Some people prefer backpacks over shoulder bags. Because backpacks distribute the weight of the load. The back muscles and the abdomen carry the weight.
But heavy backpacks are also the lead cause of back injuries. This is true not only for children but also for adults.
However, there are some things you can do to avoid back injuries.
Wear it Correctly
Some people carry their backpacks in one shoulder. This is the wrong way of doing it.
Frequently wearing backpacks the wrong way can cause back injuries in the future.
When you wear a backpack the wrong way, it causes an uncomfortable spinal position. Over time, you may end up leaning to one side. This will affect your posture and your balance.
Avoid backpack injuries by wearing it on both shoulders.
Limit the Load
Experts advise your backpack should not be more than 20 percent of your body weight. Some even suggest aiming for 10 percent.

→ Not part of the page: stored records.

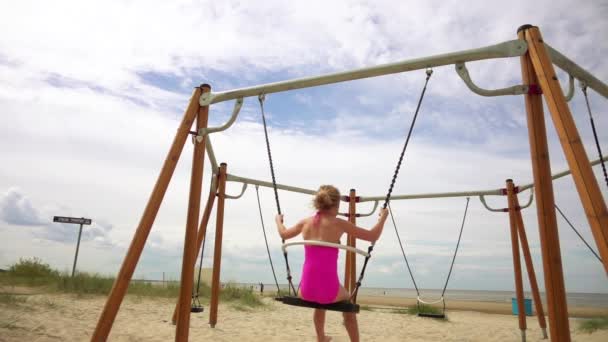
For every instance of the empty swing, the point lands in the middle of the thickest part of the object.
(292, 297)
(419, 301)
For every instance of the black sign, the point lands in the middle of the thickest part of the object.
(76, 220)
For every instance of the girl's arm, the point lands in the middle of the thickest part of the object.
(361, 233)
(288, 233)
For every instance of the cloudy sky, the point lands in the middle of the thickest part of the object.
(91, 94)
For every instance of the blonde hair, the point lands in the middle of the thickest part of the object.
(327, 197)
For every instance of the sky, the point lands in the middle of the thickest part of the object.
(91, 95)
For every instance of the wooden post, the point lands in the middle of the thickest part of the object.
(538, 304)
(519, 285)
(352, 241)
(108, 315)
(582, 173)
(202, 231)
(217, 253)
(547, 223)
(194, 206)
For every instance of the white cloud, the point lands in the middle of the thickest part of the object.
(82, 129)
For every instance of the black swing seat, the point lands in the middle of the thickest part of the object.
(197, 309)
(343, 306)
(431, 315)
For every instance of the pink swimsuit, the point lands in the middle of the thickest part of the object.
(320, 281)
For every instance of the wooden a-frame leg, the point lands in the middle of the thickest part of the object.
(557, 307)
(202, 230)
(525, 247)
(119, 289)
(519, 286)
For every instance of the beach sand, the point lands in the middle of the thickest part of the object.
(53, 317)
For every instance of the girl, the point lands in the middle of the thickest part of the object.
(320, 281)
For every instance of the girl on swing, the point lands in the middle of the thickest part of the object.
(320, 281)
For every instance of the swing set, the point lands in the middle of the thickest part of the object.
(539, 81)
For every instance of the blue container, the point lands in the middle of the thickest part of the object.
(527, 306)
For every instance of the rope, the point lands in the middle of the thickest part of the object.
(429, 72)
(274, 182)
(403, 251)
(597, 141)
(577, 233)
(261, 98)
(464, 217)
(257, 193)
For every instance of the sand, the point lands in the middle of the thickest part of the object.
(52, 317)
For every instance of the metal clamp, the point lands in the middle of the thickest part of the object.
(463, 72)
(239, 195)
(502, 210)
(235, 113)
(570, 94)
(363, 215)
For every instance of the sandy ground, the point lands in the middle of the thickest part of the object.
(45, 317)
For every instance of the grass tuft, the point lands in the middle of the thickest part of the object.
(34, 272)
(591, 325)
(10, 299)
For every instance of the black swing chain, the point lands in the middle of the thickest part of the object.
(257, 193)
(429, 72)
(597, 141)
(261, 98)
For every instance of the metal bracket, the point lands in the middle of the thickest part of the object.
(235, 113)
(239, 195)
(363, 215)
(206, 98)
(463, 72)
(502, 210)
(570, 94)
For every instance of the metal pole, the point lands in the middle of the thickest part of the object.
(77, 248)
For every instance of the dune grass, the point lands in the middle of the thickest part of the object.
(35, 273)
(591, 325)
(11, 299)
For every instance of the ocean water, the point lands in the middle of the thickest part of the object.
(595, 300)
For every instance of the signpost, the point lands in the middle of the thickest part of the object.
(74, 220)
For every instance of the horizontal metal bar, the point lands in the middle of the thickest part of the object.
(239, 195)
(497, 192)
(511, 48)
(561, 174)
(463, 72)
(324, 244)
(362, 215)
(577, 72)
(483, 201)
(232, 178)
(235, 112)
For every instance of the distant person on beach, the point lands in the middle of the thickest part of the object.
(319, 282)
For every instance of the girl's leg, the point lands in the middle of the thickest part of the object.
(350, 318)
(319, 319)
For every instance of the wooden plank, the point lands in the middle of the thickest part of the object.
(525, 247)
(108, 315)
(547, 222)
(202, 232)
(217, 253)
(582, 173)
(352, 241)
(519, 285)
(194, 205)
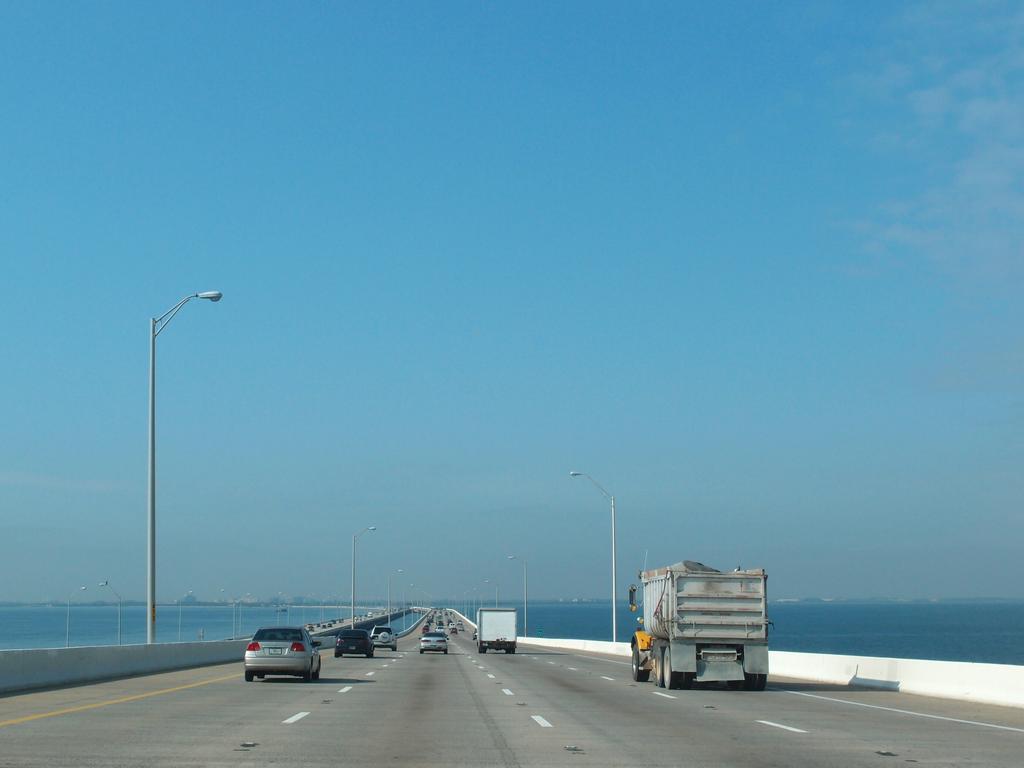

If you want to avoid backpack injuries, keep to this limit.
Heavy loads cause spinal discs to compress.
When a backpack is very heavy it causes you to bend forward or arch your back. Consequently, you'll start to feel pain in the back, neck, and shoulders.
Just Bring What's Necessary
For you to limit the load, you need to narrow down the items to bring. This needs time and planning.
Avoid packing last minute to avoid just grabbing what comes to mind.
Small kids might need their parents' help on this one. Parents should ensure they are just bringing the books and notebooks they'll use for the day.
And check if they snuck in something heavy but unnecessary – like a favorite toy.
When backpack straps have insufficient padding or are too tight, they put a lot of pressure on the shoulders. This affects blood circulation.
You can expect to feel numbness on the shoulder, and even arms.
When buying a backpack, avoid those that have narrow straps. They can't distribute the weight on the shoulders.
The Closer, the Better
To avoid backpack injuries, keep your backpack close to your back.
When the backpack is carried away from your back, it requires more effort and strains your back and shoulders.
Adjust the straps so the backpack sits comfortably on your shoulders.
Don't make it too loose that it drags the weight down on your back. But it should not be too tight as well.
When you organize your backpack contents, put the heaviest nearest to your back. Or load them at the bottom.
Use the Waist Belt
Waist belts are not there as a fancy design. It's there to help you avoid backpack injuries.
Waist belts can give the shoulders some rest. It takes a part of the weight of your backpack off of your shoulders and onto the waist.